We have all heard the old saying, “You can’t have drama without conflict.” Yet the power of conflict in storytelling extends beyond merely that.
A few years ago, I posted this question on my blog: Why do we find conflict entertaining? The responses were fascinating and informative:
- Conflict is interesting: In real life, we tend to socialize with likeminded people, so when we see characters in a movie who disagree, argue and fight, that is different and therefore stimulating.
- Conflict is speaking one’s mind: In our daily lives, we often have to bite our tongue, but movie characters can give voice to things we wish we had the opportunity and courage to say.
- Conflict involves risk: Whereas we may play it safe in our regular routines, we never know what could happen with characters involved in a conflict, an unpredictable dynamic implicit in every fight.
- Conflict requires stakes: Characters don’t get into conflict unless there is something of importance at stake.
- Conflict is about goals: One character wants one thing, another character wants something different.
- Conflict is a battle of wills: There is always the question, “Who is going to win” which makes for an intriguing scenario.
- Conflict is emotional: When characters are engaged in a struggle, it is not a mere exercise in logic, but charged up with feelings.
Conflict generates drama. Conflict is entertaining. But perhaps most important is this: Conflict concerns struggle.
One way of looking at a story is a Protagonist’s struggle to get from the beginning of their physical and psychological journey to its end. There are all sorts of ways that struggle can play out, from overcoming obstacles and roadblocks to dealing with characters who create tests of will.
But there is no struggle as visceral, identifiable and useful as the one between a Protagonist and a Nemesis. Whatever the Protagonist’s Conscious Goal is, which almost always creates the story’s end point, the Nemesis provides opposition in reaching that goal. Indeed, more often than not, the Nemesis has the same goal, only with a different purpose in mind.

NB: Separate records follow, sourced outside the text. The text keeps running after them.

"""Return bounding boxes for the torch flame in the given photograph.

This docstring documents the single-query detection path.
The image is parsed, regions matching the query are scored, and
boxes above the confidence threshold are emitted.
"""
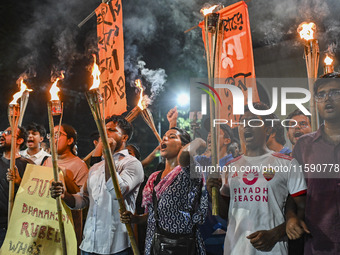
[50,72,64,101]
[135,79,144,110]
[9,79,33,105]
[201,4,219,16]
[90,54,100,90]
[297,22,316,41]
[324,56,333,66]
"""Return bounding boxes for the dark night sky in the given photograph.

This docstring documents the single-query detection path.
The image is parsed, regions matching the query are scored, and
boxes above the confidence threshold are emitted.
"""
[0,0,340,159]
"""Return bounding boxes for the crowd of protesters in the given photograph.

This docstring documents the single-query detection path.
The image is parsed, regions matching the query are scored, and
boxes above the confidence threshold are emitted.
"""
[0,73,340,255]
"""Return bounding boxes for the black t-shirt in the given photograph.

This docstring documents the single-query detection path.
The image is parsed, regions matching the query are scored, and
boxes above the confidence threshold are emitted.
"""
[0,157,34,228]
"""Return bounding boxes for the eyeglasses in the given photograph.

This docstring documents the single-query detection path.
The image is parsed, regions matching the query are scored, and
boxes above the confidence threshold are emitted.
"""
[289,121,309,128]
[0,130,12,136]
[46,132,67,139]
[315,89,340,103]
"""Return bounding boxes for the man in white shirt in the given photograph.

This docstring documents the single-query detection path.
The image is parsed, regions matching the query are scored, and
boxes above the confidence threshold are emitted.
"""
[20,123,50,165]
[51,115,144,255]
[208,103,307,255]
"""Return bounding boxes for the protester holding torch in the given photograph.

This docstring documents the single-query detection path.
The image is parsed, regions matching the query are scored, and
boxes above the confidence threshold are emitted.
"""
[121,127,208,255]
[51,115,144,255]
[0,127,34,247]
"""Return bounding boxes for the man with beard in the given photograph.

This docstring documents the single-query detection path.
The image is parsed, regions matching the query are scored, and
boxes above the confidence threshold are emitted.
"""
[51,115,144,255]
[20,123,50,165]
[293,73,340,255]
[208,103,308,255]
[286,109,312,148]
[0,127,34,246]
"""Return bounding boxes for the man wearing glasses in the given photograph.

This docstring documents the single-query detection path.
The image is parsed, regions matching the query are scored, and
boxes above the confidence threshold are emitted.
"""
[293,73,340,254]
[0,127,34,246]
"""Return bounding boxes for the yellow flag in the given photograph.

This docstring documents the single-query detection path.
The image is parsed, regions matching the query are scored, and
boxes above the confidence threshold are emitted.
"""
[0,164,77,255]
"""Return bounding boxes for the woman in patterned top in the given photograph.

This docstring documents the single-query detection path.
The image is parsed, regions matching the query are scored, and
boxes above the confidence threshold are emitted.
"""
[121,127,208,255]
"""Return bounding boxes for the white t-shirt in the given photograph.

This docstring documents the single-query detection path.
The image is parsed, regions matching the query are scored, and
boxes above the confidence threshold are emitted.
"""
[221,152,307,255]
[20,148,51,165]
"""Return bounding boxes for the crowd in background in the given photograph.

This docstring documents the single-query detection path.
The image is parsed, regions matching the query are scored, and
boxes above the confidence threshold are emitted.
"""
[0,73,340,255]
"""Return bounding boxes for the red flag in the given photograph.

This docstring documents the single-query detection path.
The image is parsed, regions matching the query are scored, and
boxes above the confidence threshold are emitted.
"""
[96,0,126,117]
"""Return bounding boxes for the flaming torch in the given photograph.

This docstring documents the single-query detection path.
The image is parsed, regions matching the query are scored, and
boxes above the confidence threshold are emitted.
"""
[297,22,320,131]
[201,5,221,215]
[86,54,139,255]
[8,79,32,222]
[323,55,334,74]
[47,74,67,255]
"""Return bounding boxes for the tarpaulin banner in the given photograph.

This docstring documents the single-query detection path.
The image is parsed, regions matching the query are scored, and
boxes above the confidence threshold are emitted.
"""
[96,0,126,117]
[199,1,259,121]
[0,164,77,255]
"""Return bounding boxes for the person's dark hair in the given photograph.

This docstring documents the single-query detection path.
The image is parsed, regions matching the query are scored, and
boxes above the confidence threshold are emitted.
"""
[220,124,234,141]
[18,127,28,150]
[286,109,311,131]
[61,124,77,155]
[241,102,273,127]
[170,127,191,146]
[314,72,340,95]
[90,131,99,141]
[26,122,46,137]
[270,113,286,145]
[105,115,133,141]
[126,143,140,160]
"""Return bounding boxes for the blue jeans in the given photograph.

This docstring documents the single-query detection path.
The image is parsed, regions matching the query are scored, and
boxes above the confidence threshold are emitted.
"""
[81,248,133,255]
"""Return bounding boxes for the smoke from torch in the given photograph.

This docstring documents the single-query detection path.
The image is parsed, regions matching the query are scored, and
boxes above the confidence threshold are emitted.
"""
[9,79,33,105]
[90,54,100,90]
[323,55,334,74]
[200,4,219,16]
[50,72,64,101]
[135,79,144,110]
[297,22,316,41]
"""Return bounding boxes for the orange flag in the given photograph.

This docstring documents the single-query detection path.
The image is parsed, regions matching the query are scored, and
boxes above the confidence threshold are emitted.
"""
[199,1,259,121]
[96,0,126,117]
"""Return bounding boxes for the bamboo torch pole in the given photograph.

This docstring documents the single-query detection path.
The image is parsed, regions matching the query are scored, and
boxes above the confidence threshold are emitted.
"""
[298,22,320,131]
[204,10,219,215]
[47,79,67,255]
[8,104,20,222]
[86,55,139,255]
[8,79,32,222]
[86,89,139,255]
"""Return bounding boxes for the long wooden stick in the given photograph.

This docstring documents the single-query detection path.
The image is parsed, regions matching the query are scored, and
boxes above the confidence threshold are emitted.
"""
[47,102,67,255]
[204,14,219,215]
[8,104,20,223]
[305,39,320,131]
[86,89,139,255]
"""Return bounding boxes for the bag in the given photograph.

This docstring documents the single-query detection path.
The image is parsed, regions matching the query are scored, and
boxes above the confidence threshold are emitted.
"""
[151,171,196,255]
[151,231,196,255]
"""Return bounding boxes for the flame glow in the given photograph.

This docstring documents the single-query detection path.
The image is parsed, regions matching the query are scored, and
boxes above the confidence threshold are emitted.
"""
[9,79,33,105]
[90,54,100,90]
[324,56,333,66]
[50,72,64,101]
[297,22,316,41]
[201,4,218,16]
[135,79,144,110]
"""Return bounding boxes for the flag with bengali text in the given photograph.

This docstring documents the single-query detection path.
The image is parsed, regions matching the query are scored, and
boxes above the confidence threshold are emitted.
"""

The centrality of such conflict and the focus on the same goal with differing purposes creates a throughline leading directly toward the Final Struggle, the apex of Act Three. Combined with all the reasons listed above about how we find conflict entertaining, it’s easy to see why so many movies feature a Protagonist-Nemesis arrangement.
Which means there may be no better way to craft a compelling Protagonist than by writing a worthy Nemesis — and with it a story’s central conflict.
The ironic thing is most of us try to avoid conflict in our personal lives. That is precisely the opposite instinct we need to have when writing a story. We need to embrace conflict and be willing to put our character in harm’s way. With my university students, I make this point by showing them this:
This is an analog volume unit meter. I tell my students think of it as a Conflict-O-Meter. The more intense the conflict, the further the needle moves to the right. That red zone? That’s high-pitched conflict.
Every scene doesn’t need to hit the red. A scene which is in the black may only generate tension. But every so often — to create drama, to up the entertainment, to explore the characters’ struggles — we need to move the needle in our story’s Conflict-O-Meter into the red.